Speaking to Reuters in Hong Kong, where he is currently visiting to publicise his campaign, the monk also urged religious groups the world over to help protect holy artefacts.
"If all religious groups can come together, everyone will be able to come to a common understanding to protect all religious relics in the future," said the monk, 55.
The Taliban destroyed many artworks in Afghanistan, including the world-famous Buddha statues in Bamiyan, as they saw them as abominations to the fiercely fundamentalist version of Islam they imposed in Afghanistan from 1996 to their fall last November.
Afghanistan's interim leader Hamid Karzai said earlier this year the country hoped to rebuild the statues.

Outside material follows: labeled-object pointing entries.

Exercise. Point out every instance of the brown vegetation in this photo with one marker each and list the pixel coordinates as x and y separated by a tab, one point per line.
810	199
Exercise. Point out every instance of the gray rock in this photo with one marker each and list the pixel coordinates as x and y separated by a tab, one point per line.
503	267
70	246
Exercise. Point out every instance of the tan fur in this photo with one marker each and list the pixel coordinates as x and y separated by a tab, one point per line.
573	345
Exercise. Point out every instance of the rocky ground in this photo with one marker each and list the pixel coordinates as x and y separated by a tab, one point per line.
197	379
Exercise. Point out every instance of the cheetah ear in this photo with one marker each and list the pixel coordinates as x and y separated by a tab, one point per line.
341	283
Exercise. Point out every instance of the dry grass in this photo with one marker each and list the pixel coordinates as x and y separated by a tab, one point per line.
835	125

"Experts say the reconstruction will cost US$25 million and take four years. We want to start this so that more people will be aware of this issue and its importance," said the soft-spoken monk, draped in maroon and orange robes.

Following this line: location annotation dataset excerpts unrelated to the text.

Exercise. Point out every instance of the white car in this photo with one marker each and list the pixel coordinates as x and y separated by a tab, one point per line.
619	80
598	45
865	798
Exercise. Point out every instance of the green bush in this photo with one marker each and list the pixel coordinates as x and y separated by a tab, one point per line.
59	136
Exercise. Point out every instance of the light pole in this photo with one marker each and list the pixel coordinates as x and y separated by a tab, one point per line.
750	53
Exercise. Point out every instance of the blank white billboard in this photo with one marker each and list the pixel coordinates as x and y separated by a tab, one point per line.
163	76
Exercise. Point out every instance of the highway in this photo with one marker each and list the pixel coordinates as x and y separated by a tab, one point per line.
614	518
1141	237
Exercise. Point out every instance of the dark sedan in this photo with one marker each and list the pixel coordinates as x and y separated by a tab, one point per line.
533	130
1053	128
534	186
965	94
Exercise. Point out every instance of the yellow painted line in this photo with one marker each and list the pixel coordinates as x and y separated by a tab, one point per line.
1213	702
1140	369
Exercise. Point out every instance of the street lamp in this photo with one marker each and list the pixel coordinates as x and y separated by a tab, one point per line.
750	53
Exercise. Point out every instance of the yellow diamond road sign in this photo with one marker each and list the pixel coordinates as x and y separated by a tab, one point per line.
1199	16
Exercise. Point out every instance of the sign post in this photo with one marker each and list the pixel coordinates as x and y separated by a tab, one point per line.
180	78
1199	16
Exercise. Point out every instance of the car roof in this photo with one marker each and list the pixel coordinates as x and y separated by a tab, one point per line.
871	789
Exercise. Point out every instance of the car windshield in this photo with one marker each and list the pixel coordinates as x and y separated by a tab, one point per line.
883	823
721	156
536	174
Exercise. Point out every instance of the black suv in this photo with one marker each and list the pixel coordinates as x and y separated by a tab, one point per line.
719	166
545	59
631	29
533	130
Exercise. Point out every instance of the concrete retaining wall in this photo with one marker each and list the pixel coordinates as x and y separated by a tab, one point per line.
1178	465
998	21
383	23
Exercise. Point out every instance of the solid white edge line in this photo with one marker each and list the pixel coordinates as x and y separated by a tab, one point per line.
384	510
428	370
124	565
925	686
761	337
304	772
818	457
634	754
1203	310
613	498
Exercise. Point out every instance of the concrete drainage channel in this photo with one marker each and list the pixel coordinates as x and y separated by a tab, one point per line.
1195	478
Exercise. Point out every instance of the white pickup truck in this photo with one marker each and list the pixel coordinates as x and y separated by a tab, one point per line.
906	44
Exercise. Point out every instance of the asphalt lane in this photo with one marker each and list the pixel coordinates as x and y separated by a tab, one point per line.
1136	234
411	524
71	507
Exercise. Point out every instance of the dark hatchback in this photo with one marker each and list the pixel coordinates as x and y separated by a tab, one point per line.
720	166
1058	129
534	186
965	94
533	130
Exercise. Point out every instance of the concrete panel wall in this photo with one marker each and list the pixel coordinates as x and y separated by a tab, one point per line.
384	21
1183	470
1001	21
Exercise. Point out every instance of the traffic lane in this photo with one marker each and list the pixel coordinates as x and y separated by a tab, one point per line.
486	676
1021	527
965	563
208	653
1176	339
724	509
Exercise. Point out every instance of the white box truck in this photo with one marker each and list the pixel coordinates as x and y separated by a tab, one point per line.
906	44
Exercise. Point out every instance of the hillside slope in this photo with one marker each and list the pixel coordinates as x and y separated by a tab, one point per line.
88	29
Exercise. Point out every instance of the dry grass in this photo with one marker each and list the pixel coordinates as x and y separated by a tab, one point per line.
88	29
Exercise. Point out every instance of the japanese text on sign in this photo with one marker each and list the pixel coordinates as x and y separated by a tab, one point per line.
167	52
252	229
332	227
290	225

"After I heard they were destroyed, something so old and so precious, I though what if other religious relics should suffer the same fate?" he said.
Born Yang Chin-sheng in 1948 in Myanmar, he lost both his parents when he was just four.

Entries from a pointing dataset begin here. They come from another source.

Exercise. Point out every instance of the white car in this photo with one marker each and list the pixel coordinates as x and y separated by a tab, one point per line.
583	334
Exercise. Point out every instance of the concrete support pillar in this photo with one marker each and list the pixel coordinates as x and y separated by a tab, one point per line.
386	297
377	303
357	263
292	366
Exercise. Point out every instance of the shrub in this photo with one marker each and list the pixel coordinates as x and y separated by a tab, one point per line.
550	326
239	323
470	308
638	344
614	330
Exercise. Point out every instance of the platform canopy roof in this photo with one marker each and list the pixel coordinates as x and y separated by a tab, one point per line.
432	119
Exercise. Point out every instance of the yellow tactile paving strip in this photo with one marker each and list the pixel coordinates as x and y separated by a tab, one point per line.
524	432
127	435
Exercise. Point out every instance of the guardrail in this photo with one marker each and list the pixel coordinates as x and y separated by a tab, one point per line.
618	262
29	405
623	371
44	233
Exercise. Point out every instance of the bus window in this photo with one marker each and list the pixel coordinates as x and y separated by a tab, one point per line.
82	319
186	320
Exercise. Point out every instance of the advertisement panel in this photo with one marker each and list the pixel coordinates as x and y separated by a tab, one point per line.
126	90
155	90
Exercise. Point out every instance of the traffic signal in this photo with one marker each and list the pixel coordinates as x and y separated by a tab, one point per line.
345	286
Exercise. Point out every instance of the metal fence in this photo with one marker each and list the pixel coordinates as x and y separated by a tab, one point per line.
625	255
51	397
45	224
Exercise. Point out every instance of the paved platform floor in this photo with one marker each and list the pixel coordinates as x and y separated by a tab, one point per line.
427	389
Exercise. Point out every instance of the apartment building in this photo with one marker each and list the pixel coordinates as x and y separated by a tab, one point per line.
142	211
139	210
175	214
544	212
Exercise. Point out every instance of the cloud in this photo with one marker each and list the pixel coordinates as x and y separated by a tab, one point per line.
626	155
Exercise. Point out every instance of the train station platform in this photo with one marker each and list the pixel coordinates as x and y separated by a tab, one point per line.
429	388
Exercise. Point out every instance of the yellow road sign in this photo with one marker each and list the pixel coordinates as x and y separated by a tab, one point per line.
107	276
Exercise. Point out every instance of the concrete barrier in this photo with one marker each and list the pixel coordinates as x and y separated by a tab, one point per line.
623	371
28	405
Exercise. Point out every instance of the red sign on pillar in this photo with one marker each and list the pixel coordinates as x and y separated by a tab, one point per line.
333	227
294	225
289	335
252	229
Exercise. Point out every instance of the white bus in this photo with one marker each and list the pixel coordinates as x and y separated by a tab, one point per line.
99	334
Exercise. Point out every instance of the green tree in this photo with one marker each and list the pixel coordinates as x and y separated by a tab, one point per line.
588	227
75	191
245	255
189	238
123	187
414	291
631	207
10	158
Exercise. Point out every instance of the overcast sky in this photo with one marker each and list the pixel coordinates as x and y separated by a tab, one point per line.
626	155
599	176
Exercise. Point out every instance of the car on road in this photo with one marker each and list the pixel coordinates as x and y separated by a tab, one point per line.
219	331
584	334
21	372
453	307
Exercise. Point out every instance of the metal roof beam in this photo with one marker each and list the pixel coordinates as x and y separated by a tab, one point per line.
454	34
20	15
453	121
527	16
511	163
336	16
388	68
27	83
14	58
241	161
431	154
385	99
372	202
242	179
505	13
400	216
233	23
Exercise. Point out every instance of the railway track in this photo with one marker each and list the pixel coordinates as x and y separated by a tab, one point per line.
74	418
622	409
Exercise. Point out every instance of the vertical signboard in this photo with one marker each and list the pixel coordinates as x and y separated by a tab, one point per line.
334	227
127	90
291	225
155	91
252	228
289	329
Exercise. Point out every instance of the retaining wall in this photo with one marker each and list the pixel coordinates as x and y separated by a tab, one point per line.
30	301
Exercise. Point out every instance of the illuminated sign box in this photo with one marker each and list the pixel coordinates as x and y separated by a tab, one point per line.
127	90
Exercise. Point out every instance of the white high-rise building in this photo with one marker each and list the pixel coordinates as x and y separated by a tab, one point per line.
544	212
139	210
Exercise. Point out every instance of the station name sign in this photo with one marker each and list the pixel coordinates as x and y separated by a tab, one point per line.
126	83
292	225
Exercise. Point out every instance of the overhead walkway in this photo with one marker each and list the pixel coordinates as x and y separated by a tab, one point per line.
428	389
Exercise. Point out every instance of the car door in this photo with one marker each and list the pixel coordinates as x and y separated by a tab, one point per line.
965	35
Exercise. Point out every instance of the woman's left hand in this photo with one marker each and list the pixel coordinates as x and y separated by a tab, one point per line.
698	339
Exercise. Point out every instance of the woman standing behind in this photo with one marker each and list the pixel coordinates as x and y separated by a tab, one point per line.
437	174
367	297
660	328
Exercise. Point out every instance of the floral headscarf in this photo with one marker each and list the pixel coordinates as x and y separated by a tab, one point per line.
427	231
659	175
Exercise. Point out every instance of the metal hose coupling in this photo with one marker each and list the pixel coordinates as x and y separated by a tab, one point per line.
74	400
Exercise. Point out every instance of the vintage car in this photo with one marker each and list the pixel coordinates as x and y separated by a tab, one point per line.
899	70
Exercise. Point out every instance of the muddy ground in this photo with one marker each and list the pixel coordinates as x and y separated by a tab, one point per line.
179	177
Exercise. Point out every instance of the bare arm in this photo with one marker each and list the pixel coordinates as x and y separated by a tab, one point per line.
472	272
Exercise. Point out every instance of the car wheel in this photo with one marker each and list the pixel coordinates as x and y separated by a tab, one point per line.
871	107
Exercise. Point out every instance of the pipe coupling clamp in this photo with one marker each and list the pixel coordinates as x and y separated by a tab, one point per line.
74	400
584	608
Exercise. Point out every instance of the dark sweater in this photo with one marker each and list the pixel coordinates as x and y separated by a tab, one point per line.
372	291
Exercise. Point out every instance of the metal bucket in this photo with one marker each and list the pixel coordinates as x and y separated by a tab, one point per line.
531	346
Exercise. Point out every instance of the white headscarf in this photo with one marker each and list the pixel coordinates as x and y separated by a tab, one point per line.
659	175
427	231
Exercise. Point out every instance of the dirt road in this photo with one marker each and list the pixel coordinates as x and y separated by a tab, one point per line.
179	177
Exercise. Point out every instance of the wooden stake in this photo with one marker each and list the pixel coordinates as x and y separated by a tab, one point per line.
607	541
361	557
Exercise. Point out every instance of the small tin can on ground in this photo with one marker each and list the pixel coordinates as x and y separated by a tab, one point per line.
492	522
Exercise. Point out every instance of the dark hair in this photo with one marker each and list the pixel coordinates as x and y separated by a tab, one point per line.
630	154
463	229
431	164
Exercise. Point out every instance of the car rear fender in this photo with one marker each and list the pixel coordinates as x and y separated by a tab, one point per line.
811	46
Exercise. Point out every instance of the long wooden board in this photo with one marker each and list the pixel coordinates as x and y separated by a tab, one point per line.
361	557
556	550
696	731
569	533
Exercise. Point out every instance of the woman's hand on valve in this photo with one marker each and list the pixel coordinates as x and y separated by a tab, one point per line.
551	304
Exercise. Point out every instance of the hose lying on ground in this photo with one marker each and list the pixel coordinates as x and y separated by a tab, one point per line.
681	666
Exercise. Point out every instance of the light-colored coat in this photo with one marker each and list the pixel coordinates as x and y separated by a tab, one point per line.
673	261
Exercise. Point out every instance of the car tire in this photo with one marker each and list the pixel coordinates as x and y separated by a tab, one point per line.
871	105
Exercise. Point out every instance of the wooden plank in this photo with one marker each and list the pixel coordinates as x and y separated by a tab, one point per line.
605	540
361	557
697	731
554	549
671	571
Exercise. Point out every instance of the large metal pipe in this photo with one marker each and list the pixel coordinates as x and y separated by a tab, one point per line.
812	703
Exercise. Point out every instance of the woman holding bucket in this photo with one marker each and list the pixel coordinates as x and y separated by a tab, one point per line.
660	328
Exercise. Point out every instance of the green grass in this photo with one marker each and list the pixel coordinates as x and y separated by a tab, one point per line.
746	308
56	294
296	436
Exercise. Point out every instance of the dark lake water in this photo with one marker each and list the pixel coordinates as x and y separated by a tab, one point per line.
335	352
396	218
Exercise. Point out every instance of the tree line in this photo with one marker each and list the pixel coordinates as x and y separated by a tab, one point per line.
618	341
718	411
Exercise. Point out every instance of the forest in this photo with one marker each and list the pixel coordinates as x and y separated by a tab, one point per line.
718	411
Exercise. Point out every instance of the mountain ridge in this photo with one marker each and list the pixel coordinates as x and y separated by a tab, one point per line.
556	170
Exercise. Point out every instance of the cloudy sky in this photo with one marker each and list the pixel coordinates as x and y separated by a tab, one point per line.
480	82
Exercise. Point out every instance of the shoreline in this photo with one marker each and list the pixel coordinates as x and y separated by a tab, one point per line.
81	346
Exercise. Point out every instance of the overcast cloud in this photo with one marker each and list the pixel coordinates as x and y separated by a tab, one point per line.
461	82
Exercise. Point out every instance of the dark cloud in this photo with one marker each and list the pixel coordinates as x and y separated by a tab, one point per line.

The young orphan then roamed the country with his uncle scavenging for odd jobs before becoming entangled in the chaos of China's revolution, as communist leader Mao Zedong consolidated his victory and pushed into Myanmar the remnants of Generalissimo Chiang Kai-shek's nationalists.
Then only nine years old, he found himself taking up arms to fight communist guerrillas before retreating with the Nationalists to Taiwan in 1961. It was in Taiwan that he found his true calling and began his monastic life at 25.
"I saw a lot of death, war, pain, suffering, separation, all of which were very destructive... when so much is beyond one's control, we have to be more rigorous and I have to work for peace," said the monk, who spent 10 years meditating in a graveyard in Taiwan and another two in a cave.
He will head for Kabul at the end of the month where he will participate in a conference organised by UNESCO on how best to reconstruct the two statues.